Diverse Taxonomies for Diverse Chemistries: Enhanced Representation of Natural Product Metabolism in UniProtKB

Metabolites. 2021 Jan 12;11(1):48. doi: 10.3390/metabo11010048.


The UniProt Knowledgebase UniProtKB is a comprehensive, high-quality, and freely accessible resource of protein sequences and functional annotation that covers genomes and proteomes from tens of thousands of taxa, including a broad range of plants and microorganisms producing natural products of medical, nutritional, and agronomical interest. Here we describe work that enhances the utility of UniProtKB as a support for both the study of natural products and for their discovery. The foundation of this work is an improved representation of natural product metabolism in UniProtKB using Rhea, an expert-curated knowledgebase of biochemical reactions, that is built on the ChEBI (Chemical Entities of Biological Interest) ontology of small molecules. Knowledge of natural products and precursors is captured in ChEBI, enzyme-catalyzed reactions in Rhea, and enzymes in UniProtKB/Swiss-Prot, thereby linking chemical structure data directly to protein knowledge.
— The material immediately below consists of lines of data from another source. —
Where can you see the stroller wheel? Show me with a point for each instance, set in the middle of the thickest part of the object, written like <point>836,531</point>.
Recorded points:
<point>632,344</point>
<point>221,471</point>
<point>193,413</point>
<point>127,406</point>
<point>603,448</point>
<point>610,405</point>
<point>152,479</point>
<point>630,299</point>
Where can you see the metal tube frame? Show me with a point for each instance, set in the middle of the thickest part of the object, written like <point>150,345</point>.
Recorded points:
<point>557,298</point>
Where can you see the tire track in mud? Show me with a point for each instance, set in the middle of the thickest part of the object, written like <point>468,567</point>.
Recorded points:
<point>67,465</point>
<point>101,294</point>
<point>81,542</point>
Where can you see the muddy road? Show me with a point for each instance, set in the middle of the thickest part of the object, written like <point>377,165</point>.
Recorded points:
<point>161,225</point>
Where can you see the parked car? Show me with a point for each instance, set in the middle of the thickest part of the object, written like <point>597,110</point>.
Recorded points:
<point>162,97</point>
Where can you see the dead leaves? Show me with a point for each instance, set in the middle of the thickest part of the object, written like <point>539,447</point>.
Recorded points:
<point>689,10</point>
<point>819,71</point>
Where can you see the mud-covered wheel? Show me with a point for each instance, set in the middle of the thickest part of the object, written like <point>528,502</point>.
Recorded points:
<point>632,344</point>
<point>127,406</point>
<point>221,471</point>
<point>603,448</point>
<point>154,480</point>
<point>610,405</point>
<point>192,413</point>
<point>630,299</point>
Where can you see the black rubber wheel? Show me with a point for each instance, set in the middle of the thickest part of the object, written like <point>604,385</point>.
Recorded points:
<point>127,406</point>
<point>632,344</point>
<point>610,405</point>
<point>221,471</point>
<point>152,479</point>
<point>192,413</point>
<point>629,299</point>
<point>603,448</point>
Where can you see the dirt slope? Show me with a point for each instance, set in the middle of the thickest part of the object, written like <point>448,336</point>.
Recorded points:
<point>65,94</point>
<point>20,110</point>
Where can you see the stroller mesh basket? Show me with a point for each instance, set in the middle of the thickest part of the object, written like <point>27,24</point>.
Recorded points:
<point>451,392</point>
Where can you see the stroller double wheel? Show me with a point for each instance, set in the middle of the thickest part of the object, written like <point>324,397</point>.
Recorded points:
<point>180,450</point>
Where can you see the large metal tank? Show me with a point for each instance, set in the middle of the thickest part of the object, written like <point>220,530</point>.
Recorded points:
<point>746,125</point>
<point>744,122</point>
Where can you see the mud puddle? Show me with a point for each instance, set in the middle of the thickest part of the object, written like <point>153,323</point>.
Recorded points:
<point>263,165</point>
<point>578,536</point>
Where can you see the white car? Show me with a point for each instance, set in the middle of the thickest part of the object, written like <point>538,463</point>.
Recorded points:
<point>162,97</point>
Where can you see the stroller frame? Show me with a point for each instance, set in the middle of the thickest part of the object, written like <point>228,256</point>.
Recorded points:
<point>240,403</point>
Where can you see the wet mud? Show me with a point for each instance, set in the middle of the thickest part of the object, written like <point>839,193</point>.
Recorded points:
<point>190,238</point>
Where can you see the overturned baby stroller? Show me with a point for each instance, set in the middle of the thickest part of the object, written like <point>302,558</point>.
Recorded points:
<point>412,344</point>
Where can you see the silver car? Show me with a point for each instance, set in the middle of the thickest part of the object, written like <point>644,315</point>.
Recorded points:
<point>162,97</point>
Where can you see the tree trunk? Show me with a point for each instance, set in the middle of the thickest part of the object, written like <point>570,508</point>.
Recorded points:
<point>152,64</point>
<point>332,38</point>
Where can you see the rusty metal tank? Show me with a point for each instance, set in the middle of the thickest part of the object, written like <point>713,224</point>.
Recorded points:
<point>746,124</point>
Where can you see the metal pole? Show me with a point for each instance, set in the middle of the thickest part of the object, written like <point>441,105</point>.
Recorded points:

We provide a practical demonstration of how users can search UniProtKB for protein knowledge relevant to natural products through interactive or programmatic queries using metabolite names and synonyms, chemical identifiers, chemical classes, and chemical structures and show how to federate UniProtKB with other data and knowledge resources and tools using semantic web technologies such as RDF and SPARQL. All UniProtKB data are freely available for download in a broad range of formats for users to further mine or exploit as an annotation source, to enrich other natural product datasets and databases.

Keywords: RDF; SPARQL; biochemical reaction; biocuration; cheminformatics; enzyme; knowledge base; natural product; ontology; semantic web.